Striker– Dielectric ALD – Multi-station reactor design enabling atomic layer deposition of thin, conformal films with leading uniformity and repeatability at high productivity to meet the most demanding needs for small features and aggressive topography.

ALTUS – Metal ALD/CVD – Multi-station ALD/CVD deposition tool enabling leading productivity with superior fill and resistivity performance for the most aggressive topography in advanced devices.

SABRE & SABRE 3D – Metal ECD/ELD – Electrochemical deposition (ECD) and electroless deposition systems (ELD) for metallization. Advanced cell design with innovations in chemistry, waveform, and process control enabling for high deposition rate electrochemical deposition (ECD) for both small feature and large geometry metallization with excellent fill rate and stability.

SOLA – UVTP – Post-deposition treatment of insulating materials with UV radiation and heat. SOLA’s film treatments stabilize insulating material, improving chip performance.

SPEED – HDP-CVD – Deposits dielectric layers into gaps of varying sizes. SPEED products’ precise filling of these gaps with high quality film provides excellent insulation in between conducting lines.

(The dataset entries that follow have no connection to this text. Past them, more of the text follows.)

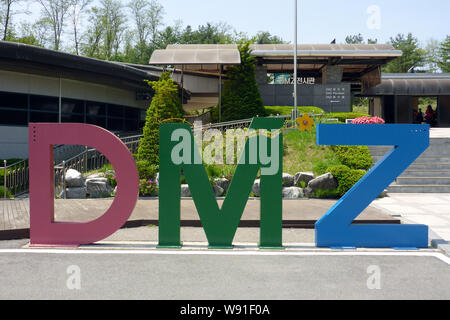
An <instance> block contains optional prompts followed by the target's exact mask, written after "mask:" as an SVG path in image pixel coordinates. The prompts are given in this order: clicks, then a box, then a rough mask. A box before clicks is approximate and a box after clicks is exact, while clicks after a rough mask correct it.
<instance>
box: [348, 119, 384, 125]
mask: <svg viewBox="0 0 450 320" xmlns="http://www.w3.org/2000/svg"><path fill="white" fill-rule="evenodd" d="M385 123H386V122H385V121H384V120H383V119H381V118H380V117H359V118H356V119H355V120H353V121H352V124H385Z"/></svg>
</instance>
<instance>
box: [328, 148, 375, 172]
mask: <svg viewBox="0 0 450 320" xmlns="http://www.w3.org/2000/svg"><path fill="white" fill-rule="evenodd" d="M332 150H333V151H334V152H335V154H336V156H337V158H338V160H339V161H340V162H341V163H342V164H343V165H345V166H347V167H349V168H351V169H362V170H369V169H370V167H372V165H373V160H372V156H371V155H370V151H369V148H368V147H366V146H332Z"/></svg>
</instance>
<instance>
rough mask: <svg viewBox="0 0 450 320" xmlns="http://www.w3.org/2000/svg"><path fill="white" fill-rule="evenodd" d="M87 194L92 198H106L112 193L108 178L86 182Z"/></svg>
mask: <svg viewBox="0 0 450 320" xmlns="http://www.w3.org/2000/svg"><path fill="white" fill-rule="evenodd" d="M86 192H87V193H88V194H89V195H90V196H91V198H106V197H108V196H109V195H110V194H111V192H112V188H111V186H110V185H109V183H108V179H106V178H95V179H89V180H86Z"/></svg>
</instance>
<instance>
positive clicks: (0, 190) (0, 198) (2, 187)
mask: <svg viewBox="0 0 450 320" xmlns="http://www.w3.org/2000/svg"><path fill="white" fill-rule="evenodd" d="M4 191H5V189H4V188H3V186H0V199H3V198H4V197H5V192H4ZM6 198H8V199H13V198H14V196H13V195H12V193H11V191H9V190H8V189H7V190H6Z"/></svg>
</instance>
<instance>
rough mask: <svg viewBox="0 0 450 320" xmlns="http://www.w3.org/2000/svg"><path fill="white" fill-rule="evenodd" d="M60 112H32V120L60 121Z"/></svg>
mask: <svg viewBox="0 0 450 320" xmlns="http://www.w3.org/2000/svg"><path fill="white" fill-rule="evenodd" d="M58 118H59V117H58V114H57V113H50V112H31V114H30V121H31V122H58Z"/></svg>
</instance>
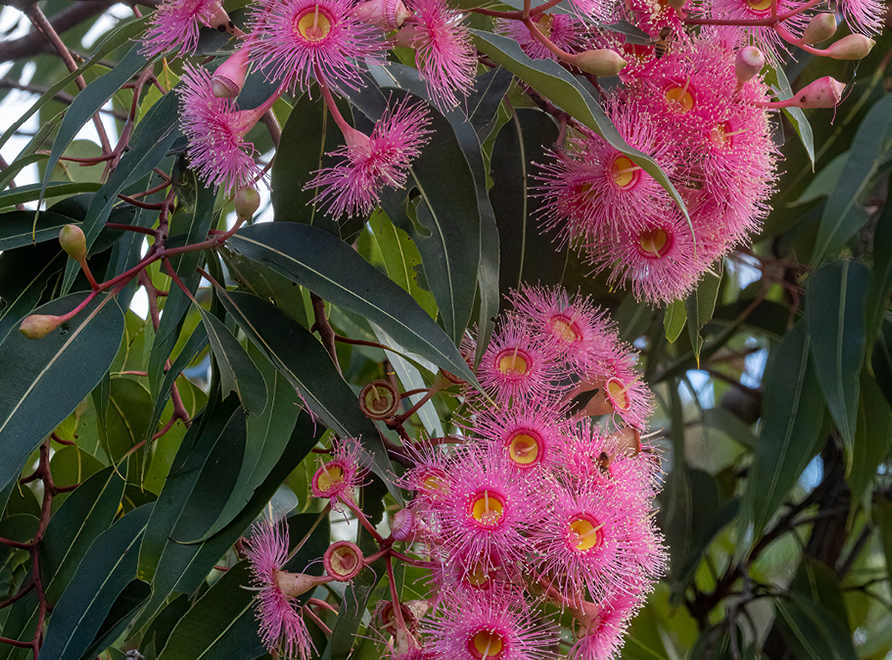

Pulsus – PLD – Supports deposition of a wide range of materials. Pulsus delivers scandium aluminum nitride (ScAlN) films with the highest scandium content available. Pulsus products are especially effective for Specialty Technologies applications.

Reliant – CVD, HDP-CVD, PECVD, PLD – Supports a wide variety of manufacturing requirements by addressing numerous material and performance needs. By supporting these different technologies in a single offering, Reliant products extend fabs’ productive capabilities.